Gun grabbing liberals who want deplorable White nationalists disarmed at any cost can’t accept the proposition that “people who are old enough to vote and serve in the military” can ever “be trusted with the awesome responsibility that is handgun ownership.”
The 4th Circuit shot that argument full of holes. Judge Julius Richardson wrote up the decision for the majority.
He began by rhetorically asking, when “do constitutional rights vest? At 18 or 21? 16 or 25? Why not 13 or 33? In the law, a line must sometimes be drawn. But there must be a reason why constitutional rights cannot be enjoyed until a certain age. Our nation’s most cherished constitutional rights vest no later than 18. And the Second Amendment’s right to keep and bear arms is no different.”
The conservative Plaintiffs wanted an injunction and a declaratory judgment. Several federal laws and regulations currently on the books “prevent federally licensed gun dealers from selling handguns to any 18-, 19-, or 20-year-old” citizens. That, they argue, violates the Second Amendment. The 4th Circuit agreed.

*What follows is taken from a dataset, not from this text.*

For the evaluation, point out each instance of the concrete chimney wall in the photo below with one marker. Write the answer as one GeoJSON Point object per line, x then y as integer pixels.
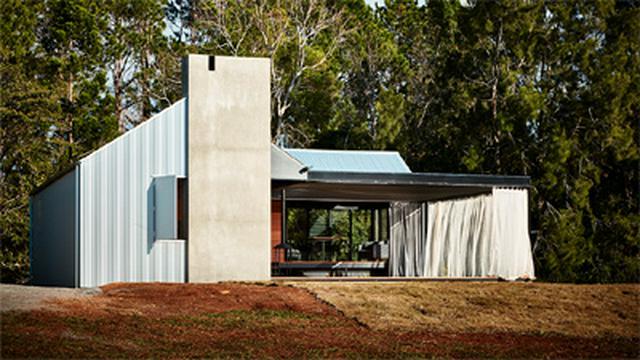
{"type": "Point", "coordinates": [229, 170]}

“We first find that 18-year-olds possess Second Amendment rights. They enjoy almost every other constitutional right, and they were required at the time of the Founding to serve in the militia and furnish their own weapons.” It goes even farther than that.
Justify the infringement
The Circuit Court asked themselves “whether the government has met its burden to justify its infringement of those rights under the appropriate level of scrutiny.” The answer is no. “To justify this restriction, Congress used disproportionate crime rates to craft overinclusive laws that restrict the rights of overwhelmingly law-abiding citizens.”
That’s a no-no. In doing so, “Congress focused on purchases from licensed dealers without establishing those dealers as the source of the guns 18- to 20-year-olds use to commit crimes.” That means they didn’t have a leg to stand on.
It didn’t take long for the Circuit judges to decide that “the challenged federal laws and regulations are unconstitutional under the Second Amendment.” They don’t care if it’s for a good purpose.
“Despite the weighty interest in reducing crime and violence, we refuse to relegate either the Second Amendment or 18- to 20-year-olds to a second-class status.”
Along with Judge Richardson, appointed by Once and Future President Donald Trump, G. Steven Agee who was appointed by George W. Bush agreed with the plaintiff. Liberal Clinton appointee Judge James A. Wynn sat in a corner and sulked.
Basically, the 4th Circuit confirmed that “Congress may not restrict the rights of an entire group of law-abiding adults because a minuscule portion of that group commits a disproportionate amount of gun violence.” Liberals are sending Play-Doh stock through the roof.